Ecclesiastes 6:1,2 says "There is an evil that I have seen under the sun, and it lies heavy on mankind: a man to whom God gives wealth, possessions, and honor, so that he lacks nothing of all that he desires, yet God does not give him power to enjoy them, but a stranger enjoys them. This is vanity (hebel); it is a grievous evil."

I want Soma and Code-Monkeys to succeed, I really do, but I also find myself at least mildly nervous. I can't seem to read the Bible without seeing that God wants to bless his children, he wants us to prosper, and in some cases that might mean fame and fortune. But I am also very aware of Jesus' words to and about the rich.
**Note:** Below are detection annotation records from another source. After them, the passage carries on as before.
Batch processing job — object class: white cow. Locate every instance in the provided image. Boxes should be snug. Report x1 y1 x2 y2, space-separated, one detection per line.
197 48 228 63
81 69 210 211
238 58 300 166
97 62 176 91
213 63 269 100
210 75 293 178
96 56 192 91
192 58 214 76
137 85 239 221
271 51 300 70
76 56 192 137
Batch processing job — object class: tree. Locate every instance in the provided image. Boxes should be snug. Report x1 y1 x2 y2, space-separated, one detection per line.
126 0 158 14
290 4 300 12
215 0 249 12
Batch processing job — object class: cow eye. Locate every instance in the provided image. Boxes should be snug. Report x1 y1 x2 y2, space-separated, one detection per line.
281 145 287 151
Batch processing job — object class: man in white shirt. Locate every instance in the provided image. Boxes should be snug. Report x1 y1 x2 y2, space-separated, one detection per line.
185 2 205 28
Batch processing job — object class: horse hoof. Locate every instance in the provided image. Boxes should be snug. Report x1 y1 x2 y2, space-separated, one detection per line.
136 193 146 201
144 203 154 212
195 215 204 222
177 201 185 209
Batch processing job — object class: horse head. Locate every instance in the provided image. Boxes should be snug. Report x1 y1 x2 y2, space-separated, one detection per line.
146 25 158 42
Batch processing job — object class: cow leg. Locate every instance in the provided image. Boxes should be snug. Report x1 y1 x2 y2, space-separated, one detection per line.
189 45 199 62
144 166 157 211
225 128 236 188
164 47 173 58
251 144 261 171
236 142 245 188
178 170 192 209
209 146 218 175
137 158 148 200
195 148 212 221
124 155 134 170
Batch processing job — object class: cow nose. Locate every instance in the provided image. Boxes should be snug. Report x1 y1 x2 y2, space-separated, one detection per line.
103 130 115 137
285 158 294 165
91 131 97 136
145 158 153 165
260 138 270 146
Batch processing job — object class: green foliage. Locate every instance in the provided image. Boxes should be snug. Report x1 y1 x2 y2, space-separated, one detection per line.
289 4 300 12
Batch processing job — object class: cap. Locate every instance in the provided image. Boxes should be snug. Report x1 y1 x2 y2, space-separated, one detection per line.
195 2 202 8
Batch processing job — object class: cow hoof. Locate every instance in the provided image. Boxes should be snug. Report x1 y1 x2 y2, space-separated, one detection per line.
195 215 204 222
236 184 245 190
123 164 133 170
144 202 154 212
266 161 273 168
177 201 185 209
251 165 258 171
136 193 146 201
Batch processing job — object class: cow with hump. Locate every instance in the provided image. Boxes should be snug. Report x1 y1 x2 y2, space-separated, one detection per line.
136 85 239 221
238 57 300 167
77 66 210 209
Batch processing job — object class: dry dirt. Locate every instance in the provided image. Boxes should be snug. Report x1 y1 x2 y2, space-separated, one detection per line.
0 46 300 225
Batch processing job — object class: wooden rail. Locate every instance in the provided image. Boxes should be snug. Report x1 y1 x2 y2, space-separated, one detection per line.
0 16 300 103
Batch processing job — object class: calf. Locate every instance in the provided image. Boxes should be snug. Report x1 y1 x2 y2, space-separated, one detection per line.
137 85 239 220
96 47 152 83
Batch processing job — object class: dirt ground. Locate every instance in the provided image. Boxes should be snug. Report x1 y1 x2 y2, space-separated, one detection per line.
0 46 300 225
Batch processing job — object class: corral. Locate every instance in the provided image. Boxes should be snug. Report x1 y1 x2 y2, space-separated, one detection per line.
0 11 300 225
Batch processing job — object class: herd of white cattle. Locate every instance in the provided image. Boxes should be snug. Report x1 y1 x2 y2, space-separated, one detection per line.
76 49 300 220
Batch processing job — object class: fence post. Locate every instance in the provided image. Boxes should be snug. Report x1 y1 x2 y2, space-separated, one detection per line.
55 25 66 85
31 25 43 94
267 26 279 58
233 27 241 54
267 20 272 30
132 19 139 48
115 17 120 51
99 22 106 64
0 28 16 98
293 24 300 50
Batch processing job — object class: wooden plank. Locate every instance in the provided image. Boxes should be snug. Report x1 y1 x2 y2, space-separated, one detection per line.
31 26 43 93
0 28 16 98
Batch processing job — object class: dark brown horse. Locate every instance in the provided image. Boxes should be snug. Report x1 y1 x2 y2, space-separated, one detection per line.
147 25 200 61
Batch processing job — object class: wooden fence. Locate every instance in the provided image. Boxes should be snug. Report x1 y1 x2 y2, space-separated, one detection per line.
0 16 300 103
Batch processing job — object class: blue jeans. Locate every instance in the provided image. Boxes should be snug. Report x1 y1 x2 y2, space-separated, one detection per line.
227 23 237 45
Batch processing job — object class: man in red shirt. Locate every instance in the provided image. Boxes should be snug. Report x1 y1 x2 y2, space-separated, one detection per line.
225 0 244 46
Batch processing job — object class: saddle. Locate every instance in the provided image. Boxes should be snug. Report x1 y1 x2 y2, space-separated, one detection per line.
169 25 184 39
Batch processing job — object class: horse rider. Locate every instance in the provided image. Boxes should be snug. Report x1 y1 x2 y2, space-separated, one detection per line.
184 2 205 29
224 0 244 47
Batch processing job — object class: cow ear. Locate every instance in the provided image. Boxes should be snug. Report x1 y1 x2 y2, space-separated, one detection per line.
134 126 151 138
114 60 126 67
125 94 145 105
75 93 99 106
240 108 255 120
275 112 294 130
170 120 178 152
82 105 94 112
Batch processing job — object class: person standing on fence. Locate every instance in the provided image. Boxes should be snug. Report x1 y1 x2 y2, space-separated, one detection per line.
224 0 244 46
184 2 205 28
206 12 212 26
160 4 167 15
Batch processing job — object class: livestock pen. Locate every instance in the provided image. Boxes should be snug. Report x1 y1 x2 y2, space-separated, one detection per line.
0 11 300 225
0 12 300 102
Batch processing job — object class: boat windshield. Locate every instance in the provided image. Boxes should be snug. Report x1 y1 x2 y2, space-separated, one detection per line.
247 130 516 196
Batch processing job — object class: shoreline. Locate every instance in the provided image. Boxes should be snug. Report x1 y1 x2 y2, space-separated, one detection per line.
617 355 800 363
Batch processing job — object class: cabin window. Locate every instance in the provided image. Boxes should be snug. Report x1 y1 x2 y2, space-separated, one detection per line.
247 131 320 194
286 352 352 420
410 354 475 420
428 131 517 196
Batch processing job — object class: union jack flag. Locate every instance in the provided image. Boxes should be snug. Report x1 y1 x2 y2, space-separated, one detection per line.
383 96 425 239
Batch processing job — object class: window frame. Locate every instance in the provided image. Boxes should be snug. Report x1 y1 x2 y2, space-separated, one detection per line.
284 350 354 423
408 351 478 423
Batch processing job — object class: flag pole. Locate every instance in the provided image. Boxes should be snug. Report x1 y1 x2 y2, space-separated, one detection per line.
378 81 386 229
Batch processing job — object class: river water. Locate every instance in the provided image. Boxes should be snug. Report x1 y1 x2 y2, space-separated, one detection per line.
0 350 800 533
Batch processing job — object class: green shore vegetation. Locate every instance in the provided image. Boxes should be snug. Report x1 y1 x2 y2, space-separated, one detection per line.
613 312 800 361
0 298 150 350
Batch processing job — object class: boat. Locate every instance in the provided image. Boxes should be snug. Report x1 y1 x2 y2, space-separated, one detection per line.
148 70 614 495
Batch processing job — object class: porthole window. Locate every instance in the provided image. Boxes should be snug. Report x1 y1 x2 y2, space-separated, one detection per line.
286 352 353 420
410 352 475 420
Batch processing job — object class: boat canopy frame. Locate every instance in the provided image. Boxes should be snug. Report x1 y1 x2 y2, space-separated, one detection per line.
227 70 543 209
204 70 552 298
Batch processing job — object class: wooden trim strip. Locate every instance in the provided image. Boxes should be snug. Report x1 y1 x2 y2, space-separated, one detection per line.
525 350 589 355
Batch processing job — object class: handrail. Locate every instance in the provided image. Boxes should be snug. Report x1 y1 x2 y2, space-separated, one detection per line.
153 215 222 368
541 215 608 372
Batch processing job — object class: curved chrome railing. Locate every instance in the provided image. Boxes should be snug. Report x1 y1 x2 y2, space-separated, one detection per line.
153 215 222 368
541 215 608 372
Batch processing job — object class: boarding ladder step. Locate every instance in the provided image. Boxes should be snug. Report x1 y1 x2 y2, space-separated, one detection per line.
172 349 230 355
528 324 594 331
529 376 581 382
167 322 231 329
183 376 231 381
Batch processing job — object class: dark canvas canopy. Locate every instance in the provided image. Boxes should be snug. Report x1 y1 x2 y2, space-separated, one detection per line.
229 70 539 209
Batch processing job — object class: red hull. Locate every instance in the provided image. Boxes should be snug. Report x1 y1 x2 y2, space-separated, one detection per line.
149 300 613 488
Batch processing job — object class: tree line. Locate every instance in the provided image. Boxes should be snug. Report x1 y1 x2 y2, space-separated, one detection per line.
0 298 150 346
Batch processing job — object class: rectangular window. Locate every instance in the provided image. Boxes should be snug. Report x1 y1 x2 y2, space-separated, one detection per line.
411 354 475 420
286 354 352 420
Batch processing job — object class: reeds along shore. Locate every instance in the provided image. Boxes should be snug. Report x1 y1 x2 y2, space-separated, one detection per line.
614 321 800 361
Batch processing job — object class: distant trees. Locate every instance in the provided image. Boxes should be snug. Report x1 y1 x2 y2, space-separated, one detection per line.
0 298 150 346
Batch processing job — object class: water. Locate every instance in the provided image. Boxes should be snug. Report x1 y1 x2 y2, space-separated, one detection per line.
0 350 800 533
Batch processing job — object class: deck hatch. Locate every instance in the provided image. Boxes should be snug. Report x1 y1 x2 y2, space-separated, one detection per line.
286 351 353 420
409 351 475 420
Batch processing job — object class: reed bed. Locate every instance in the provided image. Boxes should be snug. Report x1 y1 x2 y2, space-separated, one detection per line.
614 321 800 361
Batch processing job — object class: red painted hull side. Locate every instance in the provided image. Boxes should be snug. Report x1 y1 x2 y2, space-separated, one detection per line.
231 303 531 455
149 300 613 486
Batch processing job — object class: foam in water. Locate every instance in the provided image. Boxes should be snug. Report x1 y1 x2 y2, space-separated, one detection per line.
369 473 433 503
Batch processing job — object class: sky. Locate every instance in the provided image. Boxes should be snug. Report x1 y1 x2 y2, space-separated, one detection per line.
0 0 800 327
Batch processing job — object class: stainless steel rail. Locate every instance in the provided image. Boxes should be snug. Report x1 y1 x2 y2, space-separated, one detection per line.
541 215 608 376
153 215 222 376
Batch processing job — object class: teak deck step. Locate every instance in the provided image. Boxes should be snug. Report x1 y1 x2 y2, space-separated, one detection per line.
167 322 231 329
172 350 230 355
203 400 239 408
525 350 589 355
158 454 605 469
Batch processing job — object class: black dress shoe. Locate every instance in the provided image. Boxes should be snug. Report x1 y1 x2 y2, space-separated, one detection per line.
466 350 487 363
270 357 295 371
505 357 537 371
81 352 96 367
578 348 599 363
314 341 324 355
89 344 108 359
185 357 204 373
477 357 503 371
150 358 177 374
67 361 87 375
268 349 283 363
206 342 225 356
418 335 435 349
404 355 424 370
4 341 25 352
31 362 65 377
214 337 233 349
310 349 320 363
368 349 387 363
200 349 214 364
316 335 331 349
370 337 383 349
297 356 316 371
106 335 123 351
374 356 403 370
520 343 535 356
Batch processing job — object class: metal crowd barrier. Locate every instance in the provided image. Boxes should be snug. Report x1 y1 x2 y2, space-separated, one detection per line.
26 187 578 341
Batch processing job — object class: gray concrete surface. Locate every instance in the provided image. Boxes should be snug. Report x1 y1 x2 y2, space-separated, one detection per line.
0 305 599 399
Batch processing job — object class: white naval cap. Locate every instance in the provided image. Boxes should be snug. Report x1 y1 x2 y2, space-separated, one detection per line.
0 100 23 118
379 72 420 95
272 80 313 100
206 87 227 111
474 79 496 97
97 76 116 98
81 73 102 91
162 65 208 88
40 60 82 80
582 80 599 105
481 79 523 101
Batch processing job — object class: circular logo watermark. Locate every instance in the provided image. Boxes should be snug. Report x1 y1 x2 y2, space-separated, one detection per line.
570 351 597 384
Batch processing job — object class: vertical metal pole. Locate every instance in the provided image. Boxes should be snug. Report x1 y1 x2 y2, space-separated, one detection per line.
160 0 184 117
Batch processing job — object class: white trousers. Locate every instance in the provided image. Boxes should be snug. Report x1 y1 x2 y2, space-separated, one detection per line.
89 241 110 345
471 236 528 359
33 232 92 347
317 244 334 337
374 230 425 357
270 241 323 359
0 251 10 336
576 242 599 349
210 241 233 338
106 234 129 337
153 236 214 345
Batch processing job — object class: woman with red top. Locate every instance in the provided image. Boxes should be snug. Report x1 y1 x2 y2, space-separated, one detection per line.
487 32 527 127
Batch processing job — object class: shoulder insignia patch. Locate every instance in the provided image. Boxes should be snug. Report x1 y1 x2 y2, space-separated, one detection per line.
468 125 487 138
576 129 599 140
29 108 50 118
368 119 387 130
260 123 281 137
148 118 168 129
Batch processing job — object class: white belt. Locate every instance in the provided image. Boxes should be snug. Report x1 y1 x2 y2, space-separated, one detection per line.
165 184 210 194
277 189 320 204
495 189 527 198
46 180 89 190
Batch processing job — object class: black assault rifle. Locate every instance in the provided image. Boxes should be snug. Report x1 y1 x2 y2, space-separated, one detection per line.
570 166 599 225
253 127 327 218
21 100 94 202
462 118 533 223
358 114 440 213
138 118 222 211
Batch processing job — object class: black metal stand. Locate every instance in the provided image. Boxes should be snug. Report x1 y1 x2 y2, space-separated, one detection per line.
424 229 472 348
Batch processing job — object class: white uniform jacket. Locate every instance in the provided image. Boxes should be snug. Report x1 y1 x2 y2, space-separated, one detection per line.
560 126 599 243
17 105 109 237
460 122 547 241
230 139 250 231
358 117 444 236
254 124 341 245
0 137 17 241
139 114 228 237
Money seems to be the only thing he says might in fact cause us to loose our eternal souls. I'm convinced that success is usually a blessing, but it is also a test, a challenge. And it seems to me that nothing in this world temps us to isolation and unaccountability like fame and fortune. Rich people are allowed all manner of character flaws that a more modestly endowed person would not. 

It is of ultimate concern to me that Soma's success not cost me my character. Nor by extension my integrity, friends or (heaven forbid) my family.

And yet I don't think it would be wise to turn away the gifts that God hands out either. I'm reminded that Moses tries to get out of his calling that day at eh bush several times and eventually God just gets mad, "But [Moses] said, "Oh, my Lord, please send someone else." Then the anger of the LORD was kindled against Moses..." I know we need to remain humble but at some point we cross a line between humility and disregard for God's gift, spitting on his desire for our lives. What's more, it seems fair to say that God lifts people up for a larger purpose, a purpose beyond merely blessing - though He needs no larger reason to simply dote on his children.

We've started to see this more and more often in Soma. Somehow people find out about us and we get letters from folks who are moved or encouraged or inspired by the simple fact that Soma exists. In the last 12 months, we've made friends in the highest and most unlikely places all over the world. It's been a fantastic ride. ANd from where I sit now, it's obvious that it was providence and guidance and blessing. Sure, we all had our roles to play in those meetings and conversations but we haven't been actively seeking this stuff. In fact, I look back on this season and while it's been "busy" in one sense it's been effortless in another. I know what it's like to be really busy and come away feeling like all that effort availed nothing but if anything this season has been the opposite of that. I'm generally more relaxed, I  feel more 'present' and things just happen. How long that will continue is anybody's guess but so long as I can keep telling the sorry and pointing up...then I'll keep doing it.

OK, so I think I've wandered just a bit, but the point is just this: when I feels God's pleasure in what we're doing, whether that's on a stage in the spotlight or in deep obscurity, I have joy. When men bestow honor on me - I really don't care and I think that's the right attitude...I only pray that I can keep it.